Wednesday, December 20, 2006

(NSFW) Taking "User Generated Content" a bit too far

The Register is reporting on a heroic altruist's solution to a sticky situation regarding copyright-infringing contributions to Wikipedia :

Wikipedia semen shortage filled by User Generated Content

....well, it's certainly very public-spirited of the honourable member.

Wednesday, December 13, 2006

Going loco with Mo'MoSoSo

Nice to see that m'former'colleague Rik Abel is valiantly continuing his one-man crusade to get the gloriously-silly acronym MoSoSo more widely adopted, whilst simultaneously pointing out its majestic silliness in an ironic, post-modernist, self-referential way. Or something....

Don't get me wrong, I think Mobile Social Software could well be the killer app of Web 2-point-whatever-we're-up-to-now, but seriously folks - MoSoSo? That's Well Jackson!*

Make sure you don't target your MoSoSo applications at the Small office / Home Office market, 'cause that would be SoHoMoSoSo.

And if your users wore black eyeshadow and jaggedy-cut hairstyles, would that make it SoHoEmoMoSoSo ?

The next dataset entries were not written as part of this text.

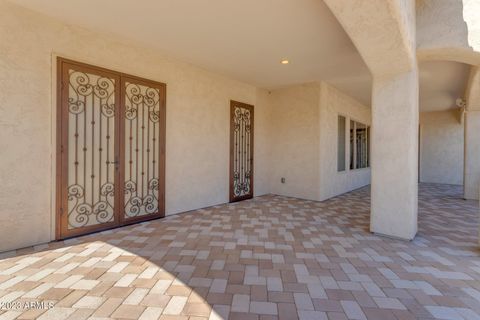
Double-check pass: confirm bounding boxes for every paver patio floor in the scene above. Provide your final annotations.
[0,184,480,320]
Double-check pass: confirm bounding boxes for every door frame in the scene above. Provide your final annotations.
[228,100,255,202]
[55,56,166,240]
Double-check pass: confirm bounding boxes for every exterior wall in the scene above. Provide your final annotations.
[0,0,268,251]
[270,83,320,200]
[270,82,371,201]
[319,82,371,200]
[420,111,464,185]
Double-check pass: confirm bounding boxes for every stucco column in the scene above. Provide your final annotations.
[370,66,419,240]
[463,110,480,200]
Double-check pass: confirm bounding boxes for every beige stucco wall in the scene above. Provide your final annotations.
[0,0,268,251]
[270,82,371,201]
[420,110,464,185]
[270,83,320,200]
[319,82,371,200]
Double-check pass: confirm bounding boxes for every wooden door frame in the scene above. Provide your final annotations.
[55,57,166,240]
[229,100,255,202]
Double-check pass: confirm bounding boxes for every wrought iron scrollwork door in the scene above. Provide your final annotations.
[122,76,165,221]
[56,58,165,239]
[230,101,253,202]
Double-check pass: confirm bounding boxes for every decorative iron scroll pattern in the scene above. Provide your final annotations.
[67,69,115,229]
[124,81,160,218]
[233,106,252,198]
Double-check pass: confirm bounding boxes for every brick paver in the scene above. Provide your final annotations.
[0,184,480,320]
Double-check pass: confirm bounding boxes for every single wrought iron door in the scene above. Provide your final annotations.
[230,101,253,202]
[56,58,165,239]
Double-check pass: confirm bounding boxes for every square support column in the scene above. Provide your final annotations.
[463,110,480,200]
[370,66,419,240]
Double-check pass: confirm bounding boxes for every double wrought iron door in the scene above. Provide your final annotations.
[56,58,166,239]
[230,101,253,202]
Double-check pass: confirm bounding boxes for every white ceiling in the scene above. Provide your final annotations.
[6,0,472,109]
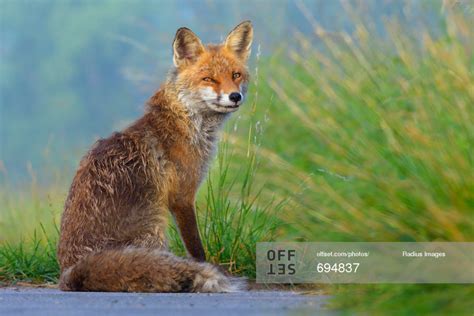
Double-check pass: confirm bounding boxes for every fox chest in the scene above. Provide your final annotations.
[168,137,215,194]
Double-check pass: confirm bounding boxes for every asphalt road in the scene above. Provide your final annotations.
[0,287,333,316]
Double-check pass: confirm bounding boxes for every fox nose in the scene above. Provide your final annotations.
[229,92,242,103]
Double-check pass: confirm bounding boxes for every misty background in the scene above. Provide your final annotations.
[0,0,441,183]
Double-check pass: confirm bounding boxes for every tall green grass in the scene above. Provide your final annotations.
[0,121,284,283]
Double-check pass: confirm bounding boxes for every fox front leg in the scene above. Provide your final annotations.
[171,203,206,261]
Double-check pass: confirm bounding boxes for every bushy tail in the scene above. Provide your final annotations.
[59,247,244,292]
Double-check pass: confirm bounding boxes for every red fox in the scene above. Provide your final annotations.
[58,21,253,292]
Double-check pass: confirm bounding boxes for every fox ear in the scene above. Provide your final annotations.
[224,21,253,61]
[173,27,204,67]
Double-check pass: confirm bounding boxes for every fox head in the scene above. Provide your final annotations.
[173,21,253,113]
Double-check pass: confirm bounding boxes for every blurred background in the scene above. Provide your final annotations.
[0,0,474,315]
[0,0,440,182]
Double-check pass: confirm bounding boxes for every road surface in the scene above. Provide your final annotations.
[0,287,334,316]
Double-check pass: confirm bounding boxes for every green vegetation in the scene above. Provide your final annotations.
[0,1,474,315]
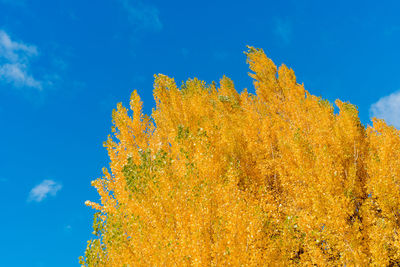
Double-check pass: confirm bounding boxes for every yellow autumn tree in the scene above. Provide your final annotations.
[80,47,400,266]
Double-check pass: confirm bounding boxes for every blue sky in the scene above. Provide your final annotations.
[0,0,400,266]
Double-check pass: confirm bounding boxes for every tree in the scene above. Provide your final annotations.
[81,47,400,266]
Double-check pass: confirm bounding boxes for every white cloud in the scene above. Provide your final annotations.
[28,180,62,202]
[369,91,400,129]
[121,0,163,31]
[0,30,42,90]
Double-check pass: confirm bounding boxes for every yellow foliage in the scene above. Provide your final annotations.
[81,47,400,266]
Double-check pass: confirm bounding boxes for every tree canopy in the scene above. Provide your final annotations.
[81,47,400,266]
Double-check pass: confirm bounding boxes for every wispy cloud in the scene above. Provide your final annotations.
[274,18,292,44]
[0,30,43,90]
[28,180,62,202]
[369,91,400,129]
[120,0,163,31]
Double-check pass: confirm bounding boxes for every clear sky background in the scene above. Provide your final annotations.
[0,0,400,266]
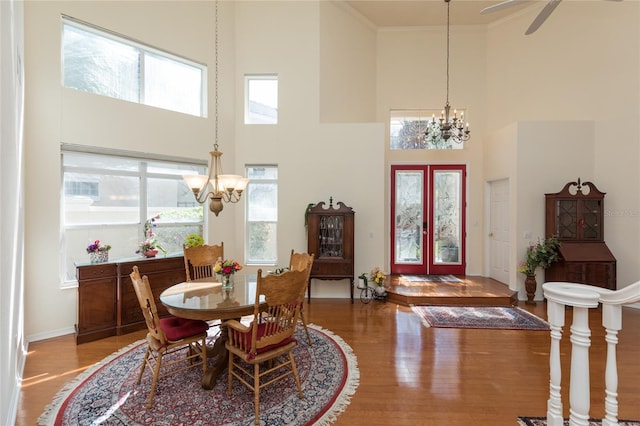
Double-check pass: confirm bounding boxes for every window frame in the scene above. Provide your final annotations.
[244,74,280,125]
[60,15,208,118]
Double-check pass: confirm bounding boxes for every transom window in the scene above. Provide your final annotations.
[62,17,207,117]
[389,110,466,149]
[61,145,206,285]
[244,74,278,124]
[245,166,278,265]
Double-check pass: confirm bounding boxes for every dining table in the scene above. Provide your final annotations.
[160,273,266,389]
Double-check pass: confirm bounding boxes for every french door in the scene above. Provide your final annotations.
[391,164,466,275]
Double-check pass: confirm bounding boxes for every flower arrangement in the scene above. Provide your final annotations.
[369,266,387,286]
[87,240,111,263]
[518,236,560,275]
[136,215,167,256]
[184,234,204,247]
[213,260,242,278]
[87,240,111,253]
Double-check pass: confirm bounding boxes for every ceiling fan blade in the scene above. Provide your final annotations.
[480,0,531,15]
[524,0,562,35]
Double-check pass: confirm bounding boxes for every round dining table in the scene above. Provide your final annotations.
[160,273,257,389]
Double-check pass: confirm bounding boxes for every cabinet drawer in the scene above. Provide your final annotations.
[76,263,118,281]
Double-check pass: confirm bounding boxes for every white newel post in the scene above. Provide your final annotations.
[542,281,640,426]
[547,300,564,426]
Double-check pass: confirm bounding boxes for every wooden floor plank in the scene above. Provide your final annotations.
[16,279,640,426]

And if it was in a Bohemian New Romantic style...? (BohoRomoSoHoEmoMoSoSo)

Yikes, this one could run...

* - look here if you don't get the reference

Tuesday, December 12, 2006

Trusting The Magic Pixies - Hibernate HQL

I'm having trouble trusting the Magic Pixies. I admit, it's a common theme of mine, and maybe it's just NIH syndrome-by-proxy, but Magic Pixies - able and willing though they are - can only do your job for you if you ask them in just the right way. And sometimes they seem like they're being deliberately dumb and obstinate little buggers that just won't do as they're told, dammit!

(ahem) Perhaps I should elaborate here...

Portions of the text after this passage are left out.